Çocuğunuz öfke krizi geçirirken, önce onun duygusunu kabul edin.

"Şu an çok sinirlendiğini görüyorum. Bu çok zor bir durum. Önce sakinleşelim, sonra konuşacağız."

Davranışını değil, duygusunu onaylamak aranızdaki bağı güçlendirir. Çocukla nitelikli zaman geçirmek, onunla ilgilenmek, davranış bozukluğuna iten cesaretsizlik duygusunu ortadan kaldırır.

Suçlama Yerine "Ben Dili":

Çocuğunuz bir hata yaptığında onu yargılamak yerine, hatanın sizde yarattığı etkiyi anlatın.

Yanlış: "Sen ne kadar sorumsuz bir çocuksun! Yine ödevini yapmamışsın."

Doğru: "Derslerini zamanında bitirmediğinde ben çok üzülüyorum, çünkü başarını önemsiyorum. Birlikte planlamamızda neyi düzeltebiliriz?"

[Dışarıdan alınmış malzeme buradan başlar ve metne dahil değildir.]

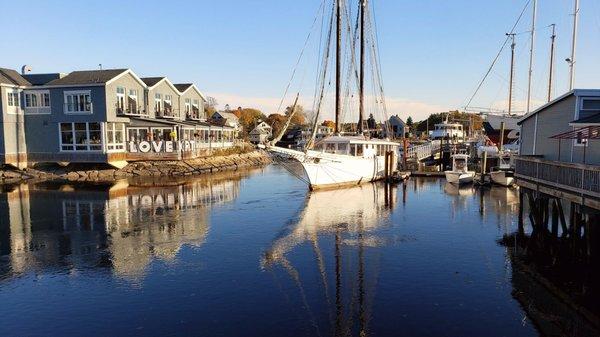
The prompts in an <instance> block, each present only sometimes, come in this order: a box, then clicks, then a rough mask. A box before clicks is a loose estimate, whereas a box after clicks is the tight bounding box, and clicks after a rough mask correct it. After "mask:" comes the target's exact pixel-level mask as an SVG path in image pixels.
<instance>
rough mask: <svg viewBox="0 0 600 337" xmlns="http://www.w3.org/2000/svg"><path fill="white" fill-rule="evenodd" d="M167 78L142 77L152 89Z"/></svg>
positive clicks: (142, 79)
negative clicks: (157, 83) (155, 85)
mask: <svg viewBox="0 0 600 337" xmlns="http://www.w3.org/2000/svg"><path fill="white" fill-rule="evenodd" d="M164 78H165V77H164V76H160V77H142V81H144V83H146V85H147V86H149V87H152V86H154V85H156V83H158V82H160V81H162V80H163V79H164Z"/></svg>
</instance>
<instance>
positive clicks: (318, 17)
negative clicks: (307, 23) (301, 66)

Ne Zaman Uzman Desteği Almalı?

Eğer çocuğunuzun zorlayıcı davranışları;

Sürekliyse ve iki aydan uzun sürüyorsa,

Yoğunsa (saldırganlık, kendine veya başkasına zarar verme gibi),

Okul, sosyal çevre ve aile içindeki işlevselliğini ciddi şekilde etkiliyorsa,

Erken dönemde bir çocuk psikoloğu veya psikiyatristiyle görüşmekten çekinmeyin. Unutmayın, profesyonel yardım almak zayıflık değil, sorumluluk bilincinin en güçlü göstergesidir. Davranış terapileri ve aile eğitimleri, bu fırtınanın atlatılmasında en etkili yollardır.

Sevgili ebeveyn, bu zorlu yolculukta yalnız değilsiniz. Çocuğunuzu sevgiyle, sabırla ve doğru rehberlikle desteklediğiniz sürece, her fırtına dinmeye mahkûmdur.